A Broader Examination of Fake News
Research conducted by Sujit Mandava and Sahely Bhadra from the Indian Institute of Technology Palakkad, along with Deepak P. from Queen’s University Belfast, highlights how cultural dominance by the Global North influences the way AI models operate.
Instead of examining deepfake detection specifically, the researchers evaluated a broader category of AI models built to identify fake news. Their focus was on FNDNet, a model released in 2020 that reportedly achieved over 98% accuracy in traditional benchmark tests. However, when tested against content originating from the Global South, FNDNet’s performance faltered.
The researchers suggested that AI models trained mostly on Global North data learn word patterns that do not work well everywhere. Words common in the Global North are strongly linked to decisions about whether news is real or fake. But the language and cultural styles of the Global South are often missing, causing many mistakes—especially false negatives, where fake news is wrongly identified as real. Their tests showed that when FNDNet was used on fake news from the Global South, it made false-negative errors about 40% more often than false positives.

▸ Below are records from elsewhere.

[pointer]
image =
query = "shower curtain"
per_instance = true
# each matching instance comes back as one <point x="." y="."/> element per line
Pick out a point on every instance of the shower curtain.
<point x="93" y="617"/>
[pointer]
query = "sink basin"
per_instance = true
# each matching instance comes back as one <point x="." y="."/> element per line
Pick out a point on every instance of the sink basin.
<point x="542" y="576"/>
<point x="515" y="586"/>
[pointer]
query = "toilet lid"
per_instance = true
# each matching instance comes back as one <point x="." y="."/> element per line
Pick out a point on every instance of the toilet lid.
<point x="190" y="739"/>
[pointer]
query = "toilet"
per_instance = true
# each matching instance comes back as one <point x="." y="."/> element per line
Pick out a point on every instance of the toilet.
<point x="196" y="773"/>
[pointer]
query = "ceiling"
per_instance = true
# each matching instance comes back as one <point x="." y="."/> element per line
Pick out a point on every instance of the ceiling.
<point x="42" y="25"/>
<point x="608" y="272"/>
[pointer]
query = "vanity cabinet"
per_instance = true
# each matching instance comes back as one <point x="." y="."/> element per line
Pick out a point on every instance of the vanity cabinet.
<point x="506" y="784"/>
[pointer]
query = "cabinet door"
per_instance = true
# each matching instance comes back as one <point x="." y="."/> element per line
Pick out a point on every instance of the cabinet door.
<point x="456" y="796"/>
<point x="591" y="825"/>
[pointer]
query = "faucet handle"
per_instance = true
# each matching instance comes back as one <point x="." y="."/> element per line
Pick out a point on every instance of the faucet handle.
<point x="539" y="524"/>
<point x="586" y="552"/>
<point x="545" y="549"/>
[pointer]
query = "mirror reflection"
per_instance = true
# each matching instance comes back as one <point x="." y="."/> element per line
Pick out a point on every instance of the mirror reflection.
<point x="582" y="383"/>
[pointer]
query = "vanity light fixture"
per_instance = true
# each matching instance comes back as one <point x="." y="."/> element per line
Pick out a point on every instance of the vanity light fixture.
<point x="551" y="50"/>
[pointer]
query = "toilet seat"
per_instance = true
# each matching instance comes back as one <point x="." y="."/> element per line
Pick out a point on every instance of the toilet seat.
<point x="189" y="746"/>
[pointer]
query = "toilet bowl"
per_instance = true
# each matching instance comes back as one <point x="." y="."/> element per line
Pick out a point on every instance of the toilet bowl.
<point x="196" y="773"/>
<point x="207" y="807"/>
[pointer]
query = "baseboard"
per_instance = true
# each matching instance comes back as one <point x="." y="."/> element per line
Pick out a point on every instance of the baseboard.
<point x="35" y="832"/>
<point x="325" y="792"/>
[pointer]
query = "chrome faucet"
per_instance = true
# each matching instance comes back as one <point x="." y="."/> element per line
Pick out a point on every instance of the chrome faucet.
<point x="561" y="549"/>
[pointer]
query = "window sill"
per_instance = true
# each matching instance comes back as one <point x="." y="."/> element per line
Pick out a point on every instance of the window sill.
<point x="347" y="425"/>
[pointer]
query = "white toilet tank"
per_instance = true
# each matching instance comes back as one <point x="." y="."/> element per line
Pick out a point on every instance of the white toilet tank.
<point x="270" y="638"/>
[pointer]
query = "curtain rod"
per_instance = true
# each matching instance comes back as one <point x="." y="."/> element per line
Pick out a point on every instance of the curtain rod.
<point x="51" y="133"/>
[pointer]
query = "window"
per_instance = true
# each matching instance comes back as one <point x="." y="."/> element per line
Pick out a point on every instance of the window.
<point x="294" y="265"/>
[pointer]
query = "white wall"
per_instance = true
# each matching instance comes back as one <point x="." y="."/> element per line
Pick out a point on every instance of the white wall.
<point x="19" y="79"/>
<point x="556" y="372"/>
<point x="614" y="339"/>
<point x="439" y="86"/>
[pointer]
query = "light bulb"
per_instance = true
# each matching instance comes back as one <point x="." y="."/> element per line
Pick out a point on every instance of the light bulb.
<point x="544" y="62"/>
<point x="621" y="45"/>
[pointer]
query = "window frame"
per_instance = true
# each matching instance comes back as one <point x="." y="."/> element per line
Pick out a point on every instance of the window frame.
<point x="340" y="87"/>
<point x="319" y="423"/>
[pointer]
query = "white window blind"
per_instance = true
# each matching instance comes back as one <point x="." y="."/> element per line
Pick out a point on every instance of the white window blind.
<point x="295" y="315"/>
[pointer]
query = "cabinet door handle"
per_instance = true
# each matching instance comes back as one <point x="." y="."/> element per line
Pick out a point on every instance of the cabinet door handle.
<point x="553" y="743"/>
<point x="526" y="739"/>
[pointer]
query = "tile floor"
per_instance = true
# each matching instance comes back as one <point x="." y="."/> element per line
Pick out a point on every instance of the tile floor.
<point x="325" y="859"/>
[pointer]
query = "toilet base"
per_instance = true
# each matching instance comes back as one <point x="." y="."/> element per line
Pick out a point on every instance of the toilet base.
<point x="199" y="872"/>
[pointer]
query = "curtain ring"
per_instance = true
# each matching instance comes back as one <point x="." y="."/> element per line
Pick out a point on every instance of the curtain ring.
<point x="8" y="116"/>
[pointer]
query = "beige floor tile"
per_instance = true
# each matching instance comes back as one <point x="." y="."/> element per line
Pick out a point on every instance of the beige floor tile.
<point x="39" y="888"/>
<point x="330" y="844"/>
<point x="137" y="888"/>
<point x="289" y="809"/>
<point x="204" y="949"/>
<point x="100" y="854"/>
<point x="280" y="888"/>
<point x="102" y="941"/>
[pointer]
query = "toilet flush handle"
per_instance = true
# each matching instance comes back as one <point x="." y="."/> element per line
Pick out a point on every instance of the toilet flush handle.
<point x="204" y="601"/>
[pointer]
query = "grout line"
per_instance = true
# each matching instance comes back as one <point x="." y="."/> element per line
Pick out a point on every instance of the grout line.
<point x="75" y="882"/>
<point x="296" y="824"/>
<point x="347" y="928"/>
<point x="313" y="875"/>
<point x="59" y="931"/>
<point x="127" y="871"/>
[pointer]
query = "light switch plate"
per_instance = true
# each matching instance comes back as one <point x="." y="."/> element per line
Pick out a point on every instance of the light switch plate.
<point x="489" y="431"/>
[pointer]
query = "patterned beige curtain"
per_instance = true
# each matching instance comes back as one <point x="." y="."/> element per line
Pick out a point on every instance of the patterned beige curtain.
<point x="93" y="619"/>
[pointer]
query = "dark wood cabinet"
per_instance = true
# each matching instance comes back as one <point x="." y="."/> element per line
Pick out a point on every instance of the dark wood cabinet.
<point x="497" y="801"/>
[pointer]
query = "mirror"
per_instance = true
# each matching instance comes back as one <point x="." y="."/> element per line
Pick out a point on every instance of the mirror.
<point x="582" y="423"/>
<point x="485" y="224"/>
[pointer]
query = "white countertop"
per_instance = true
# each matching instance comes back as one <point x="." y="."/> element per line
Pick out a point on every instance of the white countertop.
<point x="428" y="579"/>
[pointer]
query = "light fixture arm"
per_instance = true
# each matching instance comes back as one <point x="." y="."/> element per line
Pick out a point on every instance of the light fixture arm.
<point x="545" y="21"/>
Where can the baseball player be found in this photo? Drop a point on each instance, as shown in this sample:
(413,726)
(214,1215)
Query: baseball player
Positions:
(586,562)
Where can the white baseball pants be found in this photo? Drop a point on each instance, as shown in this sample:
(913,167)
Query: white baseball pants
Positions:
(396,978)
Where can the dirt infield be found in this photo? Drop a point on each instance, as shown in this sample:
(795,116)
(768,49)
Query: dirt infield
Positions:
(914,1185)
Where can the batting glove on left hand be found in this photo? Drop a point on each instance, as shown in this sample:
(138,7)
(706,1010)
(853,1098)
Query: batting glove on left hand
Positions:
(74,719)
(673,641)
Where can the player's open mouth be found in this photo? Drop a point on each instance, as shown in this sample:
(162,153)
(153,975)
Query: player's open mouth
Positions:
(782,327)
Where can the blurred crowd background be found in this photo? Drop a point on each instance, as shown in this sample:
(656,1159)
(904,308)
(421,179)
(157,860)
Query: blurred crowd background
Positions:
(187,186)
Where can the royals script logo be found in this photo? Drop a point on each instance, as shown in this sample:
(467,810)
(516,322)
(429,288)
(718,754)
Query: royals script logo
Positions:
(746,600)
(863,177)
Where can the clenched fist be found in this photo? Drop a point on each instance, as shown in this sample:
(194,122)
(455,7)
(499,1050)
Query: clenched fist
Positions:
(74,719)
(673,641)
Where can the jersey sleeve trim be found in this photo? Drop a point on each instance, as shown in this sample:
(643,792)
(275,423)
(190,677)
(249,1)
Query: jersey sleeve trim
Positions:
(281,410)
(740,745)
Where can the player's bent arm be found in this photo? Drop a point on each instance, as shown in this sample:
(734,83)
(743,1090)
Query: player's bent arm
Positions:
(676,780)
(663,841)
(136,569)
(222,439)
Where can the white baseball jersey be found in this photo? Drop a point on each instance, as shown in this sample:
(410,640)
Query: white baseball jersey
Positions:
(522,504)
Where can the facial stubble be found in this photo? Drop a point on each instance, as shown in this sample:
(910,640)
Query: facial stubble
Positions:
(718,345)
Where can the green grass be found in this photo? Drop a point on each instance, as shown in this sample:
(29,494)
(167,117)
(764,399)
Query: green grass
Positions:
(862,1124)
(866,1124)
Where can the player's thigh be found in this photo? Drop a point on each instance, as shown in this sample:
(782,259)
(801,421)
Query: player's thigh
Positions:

Although the researchers describe their evidence as “coarse-grained” and stress the need for deeper studies, the implications are clear: AI models built and benchmarked using Global North-centric data are likely to reproduce and reinforce existing cultural biases.
How to Overcome the Bias Embedded in AI Algorithms
To tackle this issue, the authors advocate for greater transparency. They propose that AI developers release "geopolitical model cards"—documents that disclose which regions, languages, and demographics are represented in a model’s training data. This transparency, they argue, would help users understand the limitations of AI systems, especially when applied to news content from underrepresented regions.
This perspective aligns with sentiments expressed by Indian researchers. In May 2024, deepfake expert Mayank Vatsa from IIT Jodhpur summed up the concern vividly: “Data is the new oil. But you need to ask yourself—what kind of oil are you putting into your engine? Many existing tools are built for populations very different from those we work with daily.”